The name of the specialist configuration file to search for can be found by looking at the defaultConfigFile class property for the particular class.

We also have a YAML parser extension !include that can be used to pull in other YAML files before the butler specific config parsing happens. This is very useful to allow reuse of YAML snippets but be aware that the path specified is relative to the file that contains the directive. In many cases includeConfigs is a more robust approach to file inclusion as it handles overrides in a more predictable manner.

There is a command available to allow you to see how all these overrides and includes behave.

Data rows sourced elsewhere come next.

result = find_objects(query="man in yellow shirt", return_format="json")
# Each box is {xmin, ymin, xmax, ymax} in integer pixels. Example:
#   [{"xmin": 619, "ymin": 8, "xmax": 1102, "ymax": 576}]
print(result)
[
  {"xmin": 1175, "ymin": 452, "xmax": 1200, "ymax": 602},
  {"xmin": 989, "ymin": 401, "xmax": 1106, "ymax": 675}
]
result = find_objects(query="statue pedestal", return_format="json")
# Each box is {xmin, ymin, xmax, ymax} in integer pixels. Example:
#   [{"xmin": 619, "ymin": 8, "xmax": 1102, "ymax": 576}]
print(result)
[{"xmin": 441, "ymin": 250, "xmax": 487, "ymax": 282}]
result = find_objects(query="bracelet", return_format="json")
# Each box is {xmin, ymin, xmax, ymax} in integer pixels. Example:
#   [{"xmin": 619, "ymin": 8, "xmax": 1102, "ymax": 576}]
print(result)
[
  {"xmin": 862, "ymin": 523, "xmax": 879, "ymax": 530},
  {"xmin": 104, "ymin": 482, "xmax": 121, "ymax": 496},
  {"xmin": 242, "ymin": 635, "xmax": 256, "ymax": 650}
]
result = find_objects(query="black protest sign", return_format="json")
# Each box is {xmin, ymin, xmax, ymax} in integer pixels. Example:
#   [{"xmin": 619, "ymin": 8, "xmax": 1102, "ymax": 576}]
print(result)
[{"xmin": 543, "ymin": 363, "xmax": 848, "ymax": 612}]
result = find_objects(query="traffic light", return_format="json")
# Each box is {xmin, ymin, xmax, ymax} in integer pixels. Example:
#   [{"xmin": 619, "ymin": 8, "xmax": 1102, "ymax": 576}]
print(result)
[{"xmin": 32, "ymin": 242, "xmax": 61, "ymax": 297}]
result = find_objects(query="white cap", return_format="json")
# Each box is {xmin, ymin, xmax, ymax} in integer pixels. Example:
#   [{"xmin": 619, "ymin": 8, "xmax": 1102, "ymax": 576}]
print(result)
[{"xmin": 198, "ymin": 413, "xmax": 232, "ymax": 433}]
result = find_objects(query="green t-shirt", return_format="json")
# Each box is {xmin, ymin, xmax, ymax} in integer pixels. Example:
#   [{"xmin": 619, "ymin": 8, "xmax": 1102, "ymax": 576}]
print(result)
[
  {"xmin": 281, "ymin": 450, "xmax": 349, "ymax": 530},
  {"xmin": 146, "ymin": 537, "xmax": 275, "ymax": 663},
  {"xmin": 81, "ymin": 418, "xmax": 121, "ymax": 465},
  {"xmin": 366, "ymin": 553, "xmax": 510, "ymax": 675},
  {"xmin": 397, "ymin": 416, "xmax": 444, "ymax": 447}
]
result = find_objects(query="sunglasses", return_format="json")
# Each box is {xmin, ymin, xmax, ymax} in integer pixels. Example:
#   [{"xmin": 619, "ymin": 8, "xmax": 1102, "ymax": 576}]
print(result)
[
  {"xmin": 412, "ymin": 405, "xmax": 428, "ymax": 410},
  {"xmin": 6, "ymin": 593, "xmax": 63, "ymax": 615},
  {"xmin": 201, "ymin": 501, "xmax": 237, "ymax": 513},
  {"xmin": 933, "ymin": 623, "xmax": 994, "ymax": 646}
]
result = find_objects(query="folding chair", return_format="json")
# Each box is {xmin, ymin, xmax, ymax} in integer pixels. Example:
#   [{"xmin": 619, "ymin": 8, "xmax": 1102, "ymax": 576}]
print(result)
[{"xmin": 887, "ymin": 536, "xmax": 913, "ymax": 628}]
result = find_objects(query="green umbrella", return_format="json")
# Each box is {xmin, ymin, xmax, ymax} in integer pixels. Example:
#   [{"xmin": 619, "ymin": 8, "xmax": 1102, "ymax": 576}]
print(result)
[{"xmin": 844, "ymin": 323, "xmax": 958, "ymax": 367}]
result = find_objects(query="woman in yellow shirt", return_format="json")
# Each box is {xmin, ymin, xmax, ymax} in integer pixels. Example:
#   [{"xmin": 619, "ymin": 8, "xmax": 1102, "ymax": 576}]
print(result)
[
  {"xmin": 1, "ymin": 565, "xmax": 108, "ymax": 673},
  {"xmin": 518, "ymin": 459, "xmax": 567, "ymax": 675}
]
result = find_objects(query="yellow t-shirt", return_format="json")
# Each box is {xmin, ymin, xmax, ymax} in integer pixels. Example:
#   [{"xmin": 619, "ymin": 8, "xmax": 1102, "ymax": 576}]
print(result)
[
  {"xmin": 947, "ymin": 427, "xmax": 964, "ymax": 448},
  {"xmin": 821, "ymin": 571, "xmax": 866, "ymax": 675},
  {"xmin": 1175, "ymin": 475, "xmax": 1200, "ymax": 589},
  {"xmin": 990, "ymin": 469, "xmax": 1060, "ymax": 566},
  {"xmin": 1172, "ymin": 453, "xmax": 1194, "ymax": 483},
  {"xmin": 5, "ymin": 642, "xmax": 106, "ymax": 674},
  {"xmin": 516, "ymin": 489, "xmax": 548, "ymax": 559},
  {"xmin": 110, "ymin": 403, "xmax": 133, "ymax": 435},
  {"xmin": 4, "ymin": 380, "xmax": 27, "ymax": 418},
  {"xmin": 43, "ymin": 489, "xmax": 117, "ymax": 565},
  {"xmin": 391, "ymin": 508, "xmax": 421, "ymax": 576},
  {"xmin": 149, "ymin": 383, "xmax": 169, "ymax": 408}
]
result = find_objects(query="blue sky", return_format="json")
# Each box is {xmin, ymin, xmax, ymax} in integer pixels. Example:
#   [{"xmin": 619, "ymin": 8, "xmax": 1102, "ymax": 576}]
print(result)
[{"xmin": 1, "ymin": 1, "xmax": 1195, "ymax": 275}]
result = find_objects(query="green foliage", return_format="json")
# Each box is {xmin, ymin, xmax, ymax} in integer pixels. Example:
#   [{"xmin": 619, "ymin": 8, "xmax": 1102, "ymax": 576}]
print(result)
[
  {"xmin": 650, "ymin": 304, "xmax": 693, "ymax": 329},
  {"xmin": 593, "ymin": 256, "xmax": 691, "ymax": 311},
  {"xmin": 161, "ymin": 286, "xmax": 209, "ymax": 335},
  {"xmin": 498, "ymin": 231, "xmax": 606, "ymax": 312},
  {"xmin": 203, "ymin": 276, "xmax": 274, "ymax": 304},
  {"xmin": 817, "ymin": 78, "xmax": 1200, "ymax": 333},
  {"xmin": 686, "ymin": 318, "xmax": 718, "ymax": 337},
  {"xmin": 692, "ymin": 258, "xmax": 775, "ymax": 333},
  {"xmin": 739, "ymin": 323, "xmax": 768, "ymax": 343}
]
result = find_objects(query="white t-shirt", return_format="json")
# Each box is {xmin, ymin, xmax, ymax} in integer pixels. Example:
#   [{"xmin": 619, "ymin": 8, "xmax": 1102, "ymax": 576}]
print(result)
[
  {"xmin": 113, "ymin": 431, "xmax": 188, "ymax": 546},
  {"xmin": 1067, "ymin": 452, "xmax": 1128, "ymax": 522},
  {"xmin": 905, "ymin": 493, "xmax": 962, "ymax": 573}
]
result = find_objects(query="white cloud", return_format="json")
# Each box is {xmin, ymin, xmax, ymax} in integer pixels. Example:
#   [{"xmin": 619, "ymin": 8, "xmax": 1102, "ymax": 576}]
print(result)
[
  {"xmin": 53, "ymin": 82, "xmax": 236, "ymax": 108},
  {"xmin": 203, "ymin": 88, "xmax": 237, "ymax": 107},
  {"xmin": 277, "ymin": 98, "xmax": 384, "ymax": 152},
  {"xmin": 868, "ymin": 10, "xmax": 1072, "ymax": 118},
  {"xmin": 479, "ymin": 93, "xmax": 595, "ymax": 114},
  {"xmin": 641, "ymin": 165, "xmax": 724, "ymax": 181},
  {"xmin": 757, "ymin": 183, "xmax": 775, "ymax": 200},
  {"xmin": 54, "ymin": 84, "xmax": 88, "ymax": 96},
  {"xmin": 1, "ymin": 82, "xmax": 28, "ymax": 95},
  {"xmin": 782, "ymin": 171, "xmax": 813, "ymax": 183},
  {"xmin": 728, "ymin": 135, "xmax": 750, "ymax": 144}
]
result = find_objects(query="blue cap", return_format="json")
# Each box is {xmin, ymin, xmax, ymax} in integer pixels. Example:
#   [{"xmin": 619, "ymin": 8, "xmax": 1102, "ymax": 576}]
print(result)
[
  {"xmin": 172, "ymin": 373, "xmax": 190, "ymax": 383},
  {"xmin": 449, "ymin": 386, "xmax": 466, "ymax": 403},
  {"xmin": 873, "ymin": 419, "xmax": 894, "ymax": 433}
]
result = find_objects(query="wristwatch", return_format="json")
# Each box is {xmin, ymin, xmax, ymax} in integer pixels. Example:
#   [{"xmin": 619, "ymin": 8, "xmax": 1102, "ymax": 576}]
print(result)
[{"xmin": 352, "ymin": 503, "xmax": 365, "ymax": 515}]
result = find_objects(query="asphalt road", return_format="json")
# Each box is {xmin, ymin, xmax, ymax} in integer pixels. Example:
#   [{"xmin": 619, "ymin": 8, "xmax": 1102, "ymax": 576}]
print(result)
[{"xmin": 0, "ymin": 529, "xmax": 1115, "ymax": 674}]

butler config-dump --subset .registry.db ./repo/butler.yaml

Note the leading “.” to indicate that you are using a “.” delimiter to specify the hierarchy within the configuration.

Overriding Root Paths

In addition to the configuration options described above, there are some values that have a special meaning. For RegistryConfig and DatastoreConfig the root key, which can be used to specify paths, can include values using the special tag <butlerRoot>. At run time, this tag will be replaced by a value derived from the location of the main butler configuration file, or else from the value of the root key found at the top of the butler configuration.

Currently, if you create a butler configuration file that loads another butler configuration file, via includeConfigs, then any <butlerRoot> tags will be replaced with the location of the new file, not the original. It is therefore recommended that an explicit root be defined at the top level when defining butler overrides via a new top level butler configuration.